Flight
“You’ve got ten minutes.”
The warden’s voice echoed through the visitation room as Tom trudged inside. His feet felt like cinderblocks as he took in the sterile white walls, the lifeless silence, and the sweltering Texas heat that seemed to have followed him in from outside. There was a gravity to the whole room, one that yanked him down as he sat on the small and uncomfortable aluminum stool.
After taking off his JanSport and dropping it onto his lap, Tom peered through the grimy glass barrier. A woman stared back at him, wrinkles and creases riddling her face, her hair resembling a dead shrub.

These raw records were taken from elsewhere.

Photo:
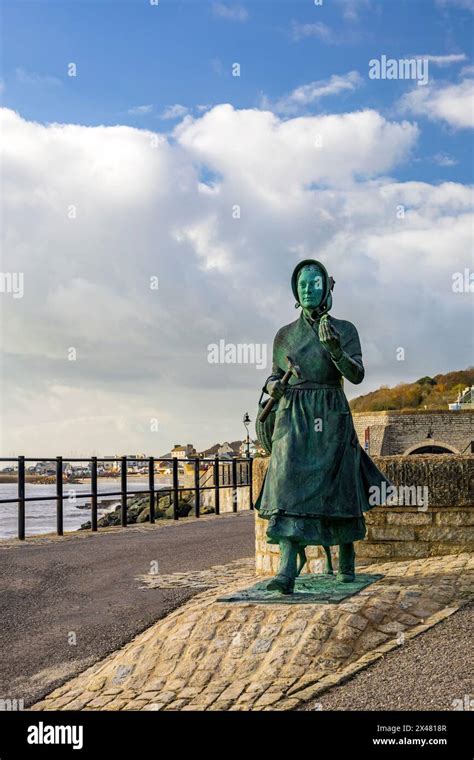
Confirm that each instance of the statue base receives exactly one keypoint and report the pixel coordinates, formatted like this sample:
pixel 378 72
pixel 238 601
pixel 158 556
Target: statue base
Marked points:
pixel 317 588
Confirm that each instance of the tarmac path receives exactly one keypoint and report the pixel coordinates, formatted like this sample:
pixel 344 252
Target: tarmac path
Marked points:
pixel 67 602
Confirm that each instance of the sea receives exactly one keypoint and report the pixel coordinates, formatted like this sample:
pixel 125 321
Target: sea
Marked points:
pixel 41 515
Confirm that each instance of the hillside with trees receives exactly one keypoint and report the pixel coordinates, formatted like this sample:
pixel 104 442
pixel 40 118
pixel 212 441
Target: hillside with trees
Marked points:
pixel 426 393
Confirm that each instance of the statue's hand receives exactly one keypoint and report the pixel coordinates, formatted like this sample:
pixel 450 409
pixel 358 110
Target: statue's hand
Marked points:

After a few seconds of this wordless exchange, she picked up the phone beside her and motioned for her visitor to do the same. Tom instinctively muttered “I know, I know” as he did what he was told.
“Took you long enough,” she said.
Tom gasped upon hearing her voice. It was raspy and weak, like a car engine about to sputter and die, but he could still hear the sing-songy tone that had woken him up everyday as a child.
“Sorry,” Tom said, looking down at his lap. “I’ve been busy.”
“With what?”
He looked up to see her staring at him, waiting. Eventually, she sighed. “Forget it. You haven’t changed.”
Her eyes and mouth drooped, forming three flat lines. Tom had seen that face before — it was the one she’d always make, in the kitchen, after Tom said that he was skipping waiter duty to go to the library.
Zip
With a shaky hand, Tom pulled a document out of his knapsack and held it up to the glass. The top of it read:
Culinary Institute LeNotre
Student Application Form
After reading it, she looked back at Tom with narrowed eyes. “Don’t tell me…”
Tom nodded and forced a smile. “After I graduate, I’m gonna reopen it.”
He waited for her to say something, to laugh, to burst into tears and cry, “That’s my boy!” But instead, the flat expression remained as she looked down and away from Tom’s eyes.
“What’s wrong?” he asked.
She pointed a bony finger at Tom’s lap. “What’s that?”
Tom looked down to see The Feynman Lectures on Physics peeking out of his open knapsack.
“It’s for a class,” he said.
“At LeNotre?” Her eyes narrowed.
“No. UT Dallas.”
“And how are you going to LeNotre if you’re already enrolled there?” There was a growl to her voice, like a mother waiting for her child to confess to having broken a window. The knapsack felt heavier in Tom’s lap as he swallowed and let loose the truth.
“I… I’m gonna drop out.”
The next few seconds were a blur: chair legs squealing against the floor, yelling that was loud enough to pierce through the glass, and guards seizing her by the arms.
“We’ll be cutting it here,” said the warden, grabbing Tom’s shoulder. Tom opened his mouth to argue, but his voice trailed off, evapourated by the heat.
But before he stood up, before they dragged her away — he saw the eyes. The same eyes from when he found her holding the blood-soaked paring knife; when he passed her on the way from the witness stand; when he looked at her after the judge declared:
“Capital Punishment.”
Whenever Tom saw those eyes, in recollections and in dreams, his spine turned to ice and his heart caved in. But this time, those eyes were filled with tears, and in their reflection, he saw only himself. It was then that he understood what those eyes were saying, what they had always been saying:
“Don’t blame yourself.”
As the guards took her away, as tears rolled down his cheeks, Tom held her gaze — and smiled. Her eyes went wide, but then she did the same. The last image Tom had of his mother, before the prison doors slammed shut, was of her leaning back in the guards’ arms, as if she were being lifted into the sky.
Once she was gone, Tom took the warden’s hand off his shoulder. With nothing left to hold him down, he stood up and faced the exit.